The output contains text matching a PII regex pattern. Check:

The model is leaking data from tool responses — tighten the prompt: "Never include customer email, phone, or SSN in your response"
False positive — the pattern matched something that isn't actually PII. Add the false-positive text to context in the prompt, or adjust custom patterns.

`KEYWORD_DENIED: Output contains denied keyword 'X'`

The output contains a forbidden word or phrase. This is case-insensitive.

If it's a false positive (the word appears in legitimate context), either remove it from the deny list or restructure the test.

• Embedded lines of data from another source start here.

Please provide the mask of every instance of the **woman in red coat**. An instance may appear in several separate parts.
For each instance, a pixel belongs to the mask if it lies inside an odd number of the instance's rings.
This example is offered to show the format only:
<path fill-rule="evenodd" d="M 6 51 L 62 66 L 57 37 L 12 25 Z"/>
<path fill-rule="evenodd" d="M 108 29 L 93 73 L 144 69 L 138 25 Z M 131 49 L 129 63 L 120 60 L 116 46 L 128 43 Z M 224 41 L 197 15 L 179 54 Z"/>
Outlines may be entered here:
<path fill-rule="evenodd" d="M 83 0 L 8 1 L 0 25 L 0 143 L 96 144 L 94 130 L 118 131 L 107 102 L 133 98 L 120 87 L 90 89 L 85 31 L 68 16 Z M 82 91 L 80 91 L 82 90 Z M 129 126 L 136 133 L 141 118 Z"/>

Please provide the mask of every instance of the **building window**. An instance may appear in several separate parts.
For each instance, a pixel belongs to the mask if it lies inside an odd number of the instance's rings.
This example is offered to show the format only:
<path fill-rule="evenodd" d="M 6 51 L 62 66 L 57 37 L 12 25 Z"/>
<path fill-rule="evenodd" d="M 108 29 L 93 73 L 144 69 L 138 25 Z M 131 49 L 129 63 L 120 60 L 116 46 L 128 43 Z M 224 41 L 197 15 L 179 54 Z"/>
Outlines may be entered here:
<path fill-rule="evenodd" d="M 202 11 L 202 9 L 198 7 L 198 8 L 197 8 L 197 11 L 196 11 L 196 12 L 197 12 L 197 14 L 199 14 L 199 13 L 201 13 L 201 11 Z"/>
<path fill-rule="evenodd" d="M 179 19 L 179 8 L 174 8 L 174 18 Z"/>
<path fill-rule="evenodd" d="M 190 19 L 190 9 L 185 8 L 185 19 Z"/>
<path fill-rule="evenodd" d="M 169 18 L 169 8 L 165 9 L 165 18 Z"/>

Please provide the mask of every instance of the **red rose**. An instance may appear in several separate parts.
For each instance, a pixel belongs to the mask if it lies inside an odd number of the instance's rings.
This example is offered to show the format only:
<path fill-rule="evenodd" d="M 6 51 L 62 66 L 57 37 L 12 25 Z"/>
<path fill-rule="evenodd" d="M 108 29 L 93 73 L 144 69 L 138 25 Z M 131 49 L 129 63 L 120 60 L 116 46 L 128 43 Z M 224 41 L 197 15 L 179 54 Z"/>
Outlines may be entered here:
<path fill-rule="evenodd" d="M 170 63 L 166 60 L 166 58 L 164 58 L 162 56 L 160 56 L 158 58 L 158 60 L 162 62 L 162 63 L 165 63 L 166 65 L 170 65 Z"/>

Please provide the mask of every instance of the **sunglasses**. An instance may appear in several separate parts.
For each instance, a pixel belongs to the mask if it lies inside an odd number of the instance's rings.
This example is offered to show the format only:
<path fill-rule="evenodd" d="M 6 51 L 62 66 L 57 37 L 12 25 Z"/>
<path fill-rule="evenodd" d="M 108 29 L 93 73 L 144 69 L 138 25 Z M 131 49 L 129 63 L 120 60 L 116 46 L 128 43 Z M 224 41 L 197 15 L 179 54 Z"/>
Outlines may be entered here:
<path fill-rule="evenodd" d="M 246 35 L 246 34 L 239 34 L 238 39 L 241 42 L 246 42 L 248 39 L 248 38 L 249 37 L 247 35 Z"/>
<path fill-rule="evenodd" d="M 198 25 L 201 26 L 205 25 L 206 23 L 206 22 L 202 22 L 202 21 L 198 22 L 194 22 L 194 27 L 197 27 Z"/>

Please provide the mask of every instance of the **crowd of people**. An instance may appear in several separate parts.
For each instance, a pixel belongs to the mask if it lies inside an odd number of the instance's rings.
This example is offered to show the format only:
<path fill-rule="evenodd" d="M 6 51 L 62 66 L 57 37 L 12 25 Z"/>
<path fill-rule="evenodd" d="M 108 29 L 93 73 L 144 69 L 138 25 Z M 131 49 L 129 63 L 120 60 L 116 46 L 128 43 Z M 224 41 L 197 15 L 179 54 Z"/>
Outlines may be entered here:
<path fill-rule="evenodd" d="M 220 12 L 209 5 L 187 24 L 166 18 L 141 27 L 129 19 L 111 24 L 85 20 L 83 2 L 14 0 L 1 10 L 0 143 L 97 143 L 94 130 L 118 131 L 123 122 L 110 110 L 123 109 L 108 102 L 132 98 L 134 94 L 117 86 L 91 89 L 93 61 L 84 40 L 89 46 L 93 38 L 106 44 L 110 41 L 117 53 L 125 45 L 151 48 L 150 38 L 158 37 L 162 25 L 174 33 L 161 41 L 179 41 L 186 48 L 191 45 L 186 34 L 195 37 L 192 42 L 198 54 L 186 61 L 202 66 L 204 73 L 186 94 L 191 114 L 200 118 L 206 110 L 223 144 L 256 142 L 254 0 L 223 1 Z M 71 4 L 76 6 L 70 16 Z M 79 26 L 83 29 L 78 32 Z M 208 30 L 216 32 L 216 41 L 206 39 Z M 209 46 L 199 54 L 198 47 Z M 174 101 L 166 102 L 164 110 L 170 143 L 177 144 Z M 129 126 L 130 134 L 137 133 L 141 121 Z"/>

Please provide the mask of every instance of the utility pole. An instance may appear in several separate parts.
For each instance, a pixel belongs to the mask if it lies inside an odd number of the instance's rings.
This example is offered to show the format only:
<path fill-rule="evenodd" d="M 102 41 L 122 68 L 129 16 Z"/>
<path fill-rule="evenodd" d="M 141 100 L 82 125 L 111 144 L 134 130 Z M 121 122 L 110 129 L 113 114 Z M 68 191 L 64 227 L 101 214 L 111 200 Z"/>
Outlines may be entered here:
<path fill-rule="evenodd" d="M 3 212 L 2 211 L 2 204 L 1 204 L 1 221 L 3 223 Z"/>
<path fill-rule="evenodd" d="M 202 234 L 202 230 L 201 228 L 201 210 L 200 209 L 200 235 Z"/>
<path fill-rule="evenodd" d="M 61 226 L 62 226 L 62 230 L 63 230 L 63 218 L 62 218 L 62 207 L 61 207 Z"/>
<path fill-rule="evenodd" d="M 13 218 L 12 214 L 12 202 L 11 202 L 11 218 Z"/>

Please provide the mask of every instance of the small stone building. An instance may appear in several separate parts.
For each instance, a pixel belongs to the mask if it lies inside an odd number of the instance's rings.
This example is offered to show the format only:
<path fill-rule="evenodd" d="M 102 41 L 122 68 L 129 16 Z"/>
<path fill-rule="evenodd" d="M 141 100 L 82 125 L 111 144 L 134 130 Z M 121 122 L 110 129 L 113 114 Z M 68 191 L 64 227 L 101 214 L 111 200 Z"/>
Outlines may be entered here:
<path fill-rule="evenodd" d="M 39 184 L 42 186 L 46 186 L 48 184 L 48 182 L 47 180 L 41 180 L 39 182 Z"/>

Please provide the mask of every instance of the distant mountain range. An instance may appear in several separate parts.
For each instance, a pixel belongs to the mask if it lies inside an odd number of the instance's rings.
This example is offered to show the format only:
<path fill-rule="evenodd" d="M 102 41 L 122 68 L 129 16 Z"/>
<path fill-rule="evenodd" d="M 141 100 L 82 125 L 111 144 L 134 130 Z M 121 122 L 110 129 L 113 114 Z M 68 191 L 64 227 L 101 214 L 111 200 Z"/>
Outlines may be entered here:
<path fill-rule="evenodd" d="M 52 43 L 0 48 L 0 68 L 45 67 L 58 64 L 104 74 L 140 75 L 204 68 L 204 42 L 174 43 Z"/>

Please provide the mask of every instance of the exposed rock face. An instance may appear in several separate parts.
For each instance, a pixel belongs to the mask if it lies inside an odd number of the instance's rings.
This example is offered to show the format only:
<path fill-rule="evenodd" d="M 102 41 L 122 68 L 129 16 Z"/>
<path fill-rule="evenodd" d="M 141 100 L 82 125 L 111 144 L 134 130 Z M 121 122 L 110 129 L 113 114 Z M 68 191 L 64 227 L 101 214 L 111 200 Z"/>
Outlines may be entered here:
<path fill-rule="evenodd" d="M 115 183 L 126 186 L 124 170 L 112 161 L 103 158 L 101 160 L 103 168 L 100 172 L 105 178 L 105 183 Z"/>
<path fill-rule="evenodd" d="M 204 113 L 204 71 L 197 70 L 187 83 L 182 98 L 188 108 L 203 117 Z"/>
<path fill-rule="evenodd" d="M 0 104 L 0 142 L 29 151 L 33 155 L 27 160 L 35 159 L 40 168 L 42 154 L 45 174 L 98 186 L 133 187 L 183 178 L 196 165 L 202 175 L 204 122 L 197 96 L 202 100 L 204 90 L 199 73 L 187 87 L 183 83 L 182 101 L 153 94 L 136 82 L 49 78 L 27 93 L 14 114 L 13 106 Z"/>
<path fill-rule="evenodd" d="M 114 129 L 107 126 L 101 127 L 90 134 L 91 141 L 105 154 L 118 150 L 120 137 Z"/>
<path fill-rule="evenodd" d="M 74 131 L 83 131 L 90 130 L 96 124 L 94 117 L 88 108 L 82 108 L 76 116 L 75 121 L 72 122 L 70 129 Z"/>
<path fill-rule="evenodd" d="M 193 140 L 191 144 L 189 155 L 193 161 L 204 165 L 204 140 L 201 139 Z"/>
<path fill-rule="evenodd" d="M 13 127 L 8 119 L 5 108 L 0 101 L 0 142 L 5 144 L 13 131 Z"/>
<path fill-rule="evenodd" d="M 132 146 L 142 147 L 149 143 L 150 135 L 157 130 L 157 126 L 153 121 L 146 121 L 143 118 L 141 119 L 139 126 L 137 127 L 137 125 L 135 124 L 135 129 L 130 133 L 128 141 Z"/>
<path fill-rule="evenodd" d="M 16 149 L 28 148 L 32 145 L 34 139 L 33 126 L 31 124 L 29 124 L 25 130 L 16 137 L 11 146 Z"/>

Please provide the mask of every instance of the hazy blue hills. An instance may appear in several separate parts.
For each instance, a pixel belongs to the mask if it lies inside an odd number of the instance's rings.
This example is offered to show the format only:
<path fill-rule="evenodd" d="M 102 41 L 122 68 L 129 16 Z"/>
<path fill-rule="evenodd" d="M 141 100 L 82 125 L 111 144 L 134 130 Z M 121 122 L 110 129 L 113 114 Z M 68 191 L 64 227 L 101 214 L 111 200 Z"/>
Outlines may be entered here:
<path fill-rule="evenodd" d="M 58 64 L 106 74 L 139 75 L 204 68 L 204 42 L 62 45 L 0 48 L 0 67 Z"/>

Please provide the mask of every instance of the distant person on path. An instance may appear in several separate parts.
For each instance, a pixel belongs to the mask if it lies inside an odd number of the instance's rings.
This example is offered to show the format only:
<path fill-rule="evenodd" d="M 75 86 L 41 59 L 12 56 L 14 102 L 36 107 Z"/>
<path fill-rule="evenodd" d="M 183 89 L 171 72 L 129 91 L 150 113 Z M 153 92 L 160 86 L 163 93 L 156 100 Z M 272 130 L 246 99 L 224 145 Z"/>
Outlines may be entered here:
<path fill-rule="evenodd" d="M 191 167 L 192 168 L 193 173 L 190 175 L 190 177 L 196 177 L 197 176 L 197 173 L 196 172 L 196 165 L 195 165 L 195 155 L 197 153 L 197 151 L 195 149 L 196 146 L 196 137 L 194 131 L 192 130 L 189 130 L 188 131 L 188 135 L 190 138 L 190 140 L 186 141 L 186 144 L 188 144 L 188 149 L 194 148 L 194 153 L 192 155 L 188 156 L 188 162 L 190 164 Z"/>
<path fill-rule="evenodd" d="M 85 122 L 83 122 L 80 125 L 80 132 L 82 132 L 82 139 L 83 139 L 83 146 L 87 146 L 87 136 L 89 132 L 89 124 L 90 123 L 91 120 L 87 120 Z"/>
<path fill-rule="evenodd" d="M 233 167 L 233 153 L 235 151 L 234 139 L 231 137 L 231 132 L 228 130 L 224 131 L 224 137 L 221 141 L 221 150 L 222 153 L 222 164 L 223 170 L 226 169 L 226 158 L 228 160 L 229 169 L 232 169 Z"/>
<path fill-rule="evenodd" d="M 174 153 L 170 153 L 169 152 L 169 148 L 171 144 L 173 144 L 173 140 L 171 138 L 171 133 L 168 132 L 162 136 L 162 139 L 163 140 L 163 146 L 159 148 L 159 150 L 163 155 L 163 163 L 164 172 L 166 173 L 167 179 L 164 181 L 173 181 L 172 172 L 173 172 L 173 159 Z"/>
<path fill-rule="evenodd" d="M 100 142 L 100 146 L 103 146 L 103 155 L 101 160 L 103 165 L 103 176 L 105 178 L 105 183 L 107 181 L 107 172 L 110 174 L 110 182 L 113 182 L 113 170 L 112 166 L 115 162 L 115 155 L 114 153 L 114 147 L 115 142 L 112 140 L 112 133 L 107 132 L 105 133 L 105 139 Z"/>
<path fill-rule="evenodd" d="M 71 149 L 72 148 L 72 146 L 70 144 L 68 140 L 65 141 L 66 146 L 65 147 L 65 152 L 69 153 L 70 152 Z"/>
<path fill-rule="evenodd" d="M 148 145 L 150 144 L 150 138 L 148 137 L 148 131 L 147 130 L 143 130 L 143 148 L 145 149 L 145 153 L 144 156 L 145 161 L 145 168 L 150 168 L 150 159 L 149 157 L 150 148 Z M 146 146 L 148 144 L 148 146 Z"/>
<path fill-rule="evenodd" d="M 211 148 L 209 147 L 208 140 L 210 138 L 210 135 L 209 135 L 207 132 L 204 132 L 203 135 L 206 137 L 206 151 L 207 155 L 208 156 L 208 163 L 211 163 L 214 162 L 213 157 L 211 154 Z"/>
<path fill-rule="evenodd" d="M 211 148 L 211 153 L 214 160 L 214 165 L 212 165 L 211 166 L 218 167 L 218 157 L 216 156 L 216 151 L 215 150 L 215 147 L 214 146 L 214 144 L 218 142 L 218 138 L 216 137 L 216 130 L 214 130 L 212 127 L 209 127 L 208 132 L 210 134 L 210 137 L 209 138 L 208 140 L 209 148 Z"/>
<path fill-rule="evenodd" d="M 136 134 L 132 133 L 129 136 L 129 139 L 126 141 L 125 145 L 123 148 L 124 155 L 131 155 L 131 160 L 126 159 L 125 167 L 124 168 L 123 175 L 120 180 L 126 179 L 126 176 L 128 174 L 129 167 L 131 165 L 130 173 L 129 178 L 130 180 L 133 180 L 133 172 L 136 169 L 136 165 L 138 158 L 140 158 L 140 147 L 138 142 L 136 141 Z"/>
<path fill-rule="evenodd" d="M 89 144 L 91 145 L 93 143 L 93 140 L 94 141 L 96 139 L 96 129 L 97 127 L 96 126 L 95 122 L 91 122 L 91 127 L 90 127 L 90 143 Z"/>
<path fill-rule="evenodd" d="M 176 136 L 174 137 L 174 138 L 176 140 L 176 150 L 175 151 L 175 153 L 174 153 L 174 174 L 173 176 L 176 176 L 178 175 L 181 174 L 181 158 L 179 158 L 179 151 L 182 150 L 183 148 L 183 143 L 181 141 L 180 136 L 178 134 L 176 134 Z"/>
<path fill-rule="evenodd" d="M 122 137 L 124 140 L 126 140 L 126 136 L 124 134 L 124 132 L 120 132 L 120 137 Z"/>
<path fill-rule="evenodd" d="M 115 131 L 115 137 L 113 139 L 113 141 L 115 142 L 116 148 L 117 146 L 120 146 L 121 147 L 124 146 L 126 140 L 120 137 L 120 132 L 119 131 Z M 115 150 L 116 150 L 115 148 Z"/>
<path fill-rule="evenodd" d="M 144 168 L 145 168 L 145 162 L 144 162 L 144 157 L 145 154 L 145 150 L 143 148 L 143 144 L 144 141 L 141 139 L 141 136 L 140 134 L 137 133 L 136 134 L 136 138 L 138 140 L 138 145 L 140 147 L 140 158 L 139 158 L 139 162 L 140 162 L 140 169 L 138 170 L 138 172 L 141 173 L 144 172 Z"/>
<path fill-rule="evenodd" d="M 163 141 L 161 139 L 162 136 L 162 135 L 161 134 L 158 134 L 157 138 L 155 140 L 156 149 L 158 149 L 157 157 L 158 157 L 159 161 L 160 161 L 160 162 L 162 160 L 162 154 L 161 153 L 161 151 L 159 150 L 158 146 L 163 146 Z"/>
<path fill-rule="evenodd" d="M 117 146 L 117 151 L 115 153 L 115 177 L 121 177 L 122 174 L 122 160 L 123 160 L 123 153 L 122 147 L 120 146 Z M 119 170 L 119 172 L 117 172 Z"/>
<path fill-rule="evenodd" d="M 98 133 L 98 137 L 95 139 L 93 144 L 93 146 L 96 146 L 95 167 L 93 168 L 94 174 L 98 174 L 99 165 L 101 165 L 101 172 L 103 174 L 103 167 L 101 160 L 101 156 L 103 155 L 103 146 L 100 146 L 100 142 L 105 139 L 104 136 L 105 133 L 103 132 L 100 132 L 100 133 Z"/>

`KEYWORD_MISSING: Output does not contain any allowed keyword`

You set guardrails.keywords.allow and none of those keywords appear in the output. The output must contain at least one of the allowed keywords.

`JUDGE_BELOW_THRESHOLD: Score 0.XX < minimum 0.XX`

The LLM judge scored the response below your threshold. Check:

kindlm test --reporter json to see the judge's reasoning
The criteria might be too strict for the model — try lowering minScore
The model's response might actually be bad — read the output and the judge's explanation
Judge results are non-deterministic — increase defaults.repeat and check if it's consistently failing

`DRIFT_EXCEEDED: Drift score 0.XX > maximum 0.XX`

The output has changed significantly from the baseline. This isn't necessarily a bug — maybe the change is intentional.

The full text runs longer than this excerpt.